Alguns dados apresentados acima, aliás, foram discutidos numa outra coluna em que argumentei sobre a necessidade de (re)humanizar uma sociedade doente, que olha o ser humano como uma máquina dentro de uma lógica de desempenho.
Alguém pode dizer: “”Mas é importante ter algo a que se agarrar nessa vida!””. Não na perspectiva do filme. Porque é assim que deixamos de viver ou de “jazzar”, como bem definiu a personagem 22. Ela recorre à expressão para traduzir, a partir da paixão de Joe pelo Jazz, que a vida é o que nos atravessa. As experiências fazem sentido porque nos fazem sentir a vida como acontecimento. O que é música sem execução? E o que seria do jazz sem as sessões de jam, que nada mais são do que tocar sem saber o que vem à frente?

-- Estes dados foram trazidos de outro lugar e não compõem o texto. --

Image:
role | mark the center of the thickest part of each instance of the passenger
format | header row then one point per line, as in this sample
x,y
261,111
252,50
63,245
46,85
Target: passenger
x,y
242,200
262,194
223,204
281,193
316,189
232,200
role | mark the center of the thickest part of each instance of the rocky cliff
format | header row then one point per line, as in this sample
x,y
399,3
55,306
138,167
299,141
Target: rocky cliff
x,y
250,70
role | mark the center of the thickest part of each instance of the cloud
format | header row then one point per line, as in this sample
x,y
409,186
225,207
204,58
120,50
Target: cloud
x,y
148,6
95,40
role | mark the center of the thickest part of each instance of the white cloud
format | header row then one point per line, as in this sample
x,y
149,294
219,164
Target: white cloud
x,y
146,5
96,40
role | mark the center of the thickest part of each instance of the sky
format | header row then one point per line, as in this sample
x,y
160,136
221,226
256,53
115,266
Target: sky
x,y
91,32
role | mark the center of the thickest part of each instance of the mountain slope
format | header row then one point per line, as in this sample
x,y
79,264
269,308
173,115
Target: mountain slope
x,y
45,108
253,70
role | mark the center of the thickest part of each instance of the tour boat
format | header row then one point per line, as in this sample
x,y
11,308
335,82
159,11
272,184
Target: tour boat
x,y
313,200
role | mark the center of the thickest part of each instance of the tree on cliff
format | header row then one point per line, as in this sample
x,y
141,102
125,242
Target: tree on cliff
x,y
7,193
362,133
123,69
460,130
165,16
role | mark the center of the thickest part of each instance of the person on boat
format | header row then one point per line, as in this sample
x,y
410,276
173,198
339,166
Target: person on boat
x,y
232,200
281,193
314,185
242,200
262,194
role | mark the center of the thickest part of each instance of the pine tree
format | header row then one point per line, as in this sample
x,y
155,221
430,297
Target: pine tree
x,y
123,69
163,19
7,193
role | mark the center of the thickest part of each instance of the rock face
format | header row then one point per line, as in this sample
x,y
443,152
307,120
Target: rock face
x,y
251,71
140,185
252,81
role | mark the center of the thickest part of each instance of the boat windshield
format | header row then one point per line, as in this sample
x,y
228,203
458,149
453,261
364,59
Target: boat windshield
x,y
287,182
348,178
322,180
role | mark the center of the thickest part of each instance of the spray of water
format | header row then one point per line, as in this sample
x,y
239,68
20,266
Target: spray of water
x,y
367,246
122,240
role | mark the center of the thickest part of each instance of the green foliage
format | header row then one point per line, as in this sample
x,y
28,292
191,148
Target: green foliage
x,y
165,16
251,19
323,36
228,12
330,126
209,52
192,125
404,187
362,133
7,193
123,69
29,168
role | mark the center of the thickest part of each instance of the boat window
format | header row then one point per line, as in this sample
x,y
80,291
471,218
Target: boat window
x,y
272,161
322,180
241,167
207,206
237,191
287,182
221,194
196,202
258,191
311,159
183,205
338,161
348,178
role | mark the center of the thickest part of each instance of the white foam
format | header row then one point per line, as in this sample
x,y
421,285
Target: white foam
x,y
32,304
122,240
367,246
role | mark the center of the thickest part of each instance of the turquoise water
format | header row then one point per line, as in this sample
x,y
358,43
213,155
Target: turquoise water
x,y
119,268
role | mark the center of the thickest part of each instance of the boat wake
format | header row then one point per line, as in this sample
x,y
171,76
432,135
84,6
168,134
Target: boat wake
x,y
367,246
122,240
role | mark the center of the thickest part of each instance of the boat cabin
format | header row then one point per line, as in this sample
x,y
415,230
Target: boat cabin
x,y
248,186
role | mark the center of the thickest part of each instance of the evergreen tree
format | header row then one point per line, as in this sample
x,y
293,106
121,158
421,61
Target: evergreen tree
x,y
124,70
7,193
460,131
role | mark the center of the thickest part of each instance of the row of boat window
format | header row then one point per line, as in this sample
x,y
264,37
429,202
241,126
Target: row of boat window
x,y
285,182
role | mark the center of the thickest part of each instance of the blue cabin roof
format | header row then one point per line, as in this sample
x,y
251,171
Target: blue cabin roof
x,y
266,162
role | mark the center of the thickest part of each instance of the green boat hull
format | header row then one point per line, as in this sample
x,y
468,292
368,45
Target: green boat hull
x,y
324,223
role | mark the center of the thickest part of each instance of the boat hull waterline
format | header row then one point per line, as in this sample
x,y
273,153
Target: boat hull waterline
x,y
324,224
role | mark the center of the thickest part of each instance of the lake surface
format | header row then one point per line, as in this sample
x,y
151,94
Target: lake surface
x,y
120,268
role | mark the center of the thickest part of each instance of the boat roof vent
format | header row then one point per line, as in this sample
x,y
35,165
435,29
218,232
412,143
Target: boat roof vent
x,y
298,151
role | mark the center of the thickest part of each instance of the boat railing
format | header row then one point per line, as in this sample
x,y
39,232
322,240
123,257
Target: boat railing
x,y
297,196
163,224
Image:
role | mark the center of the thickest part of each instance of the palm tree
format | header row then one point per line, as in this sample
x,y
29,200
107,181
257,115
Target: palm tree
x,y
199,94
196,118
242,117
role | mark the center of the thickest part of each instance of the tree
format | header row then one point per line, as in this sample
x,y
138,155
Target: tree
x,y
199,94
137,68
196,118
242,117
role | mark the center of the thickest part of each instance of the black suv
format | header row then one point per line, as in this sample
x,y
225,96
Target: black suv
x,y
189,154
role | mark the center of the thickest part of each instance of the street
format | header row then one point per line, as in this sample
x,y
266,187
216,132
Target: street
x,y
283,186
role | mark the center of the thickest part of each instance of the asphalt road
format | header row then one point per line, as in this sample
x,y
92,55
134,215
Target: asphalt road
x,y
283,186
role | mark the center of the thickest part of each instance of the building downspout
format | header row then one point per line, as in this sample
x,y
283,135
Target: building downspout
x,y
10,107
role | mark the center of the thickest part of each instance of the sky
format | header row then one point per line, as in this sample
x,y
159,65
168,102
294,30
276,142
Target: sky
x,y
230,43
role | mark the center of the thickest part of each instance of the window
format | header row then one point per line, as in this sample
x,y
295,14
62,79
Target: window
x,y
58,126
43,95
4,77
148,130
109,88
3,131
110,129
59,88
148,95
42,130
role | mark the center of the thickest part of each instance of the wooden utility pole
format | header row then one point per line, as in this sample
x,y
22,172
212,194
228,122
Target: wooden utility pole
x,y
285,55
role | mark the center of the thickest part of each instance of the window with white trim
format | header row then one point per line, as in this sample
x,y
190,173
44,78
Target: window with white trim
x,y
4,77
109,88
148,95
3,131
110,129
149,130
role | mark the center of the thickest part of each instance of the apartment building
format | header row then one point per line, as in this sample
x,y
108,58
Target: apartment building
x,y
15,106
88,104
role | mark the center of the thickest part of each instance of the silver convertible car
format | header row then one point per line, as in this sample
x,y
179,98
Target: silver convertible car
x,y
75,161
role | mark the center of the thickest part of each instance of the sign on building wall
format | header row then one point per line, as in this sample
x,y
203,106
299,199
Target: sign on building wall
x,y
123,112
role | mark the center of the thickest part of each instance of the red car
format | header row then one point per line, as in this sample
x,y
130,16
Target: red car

A palavra “”jazz”” tem origem incerta, mas a versão mais compartilhada é que ela seja uma derivação de uma gíria de comunidades negras estadunidenses e poderia ser traduzida como “”energia”” ou “”espírito””. E a história do estilo musical está intimamente ligada à história dos povos africanos escravizados. Portanto, “”jazzar”” pode simbolizar um ato de resistência diante de um mundo que tenta nos aprisionar em certas caixinhas ou modelos. É reconhecer o valor da experiência e se abrir ao improviso.
A moral da história: o sentido da vida nada mais é do que ser vivida. Vivemos para viver. Ponto. Os 107 minutos de “”Soul”” reforçam o que já deveríamos saber. Existe uma multipluralidade de existências, de saberes, de histórias, de mundos, de vidas, de potências, no plural. Uma perspectiva muito mais bonita e interessante que a mercantilização de um padrão de felicidade estetizado, onde apenas a busca pelo propósito no trabalho, profissão ou cargo é que vai “”te dar sentido””.
Enquanto gastamos horas na definição do propósito perfeito, a vida acontece, passa e um dia acaba.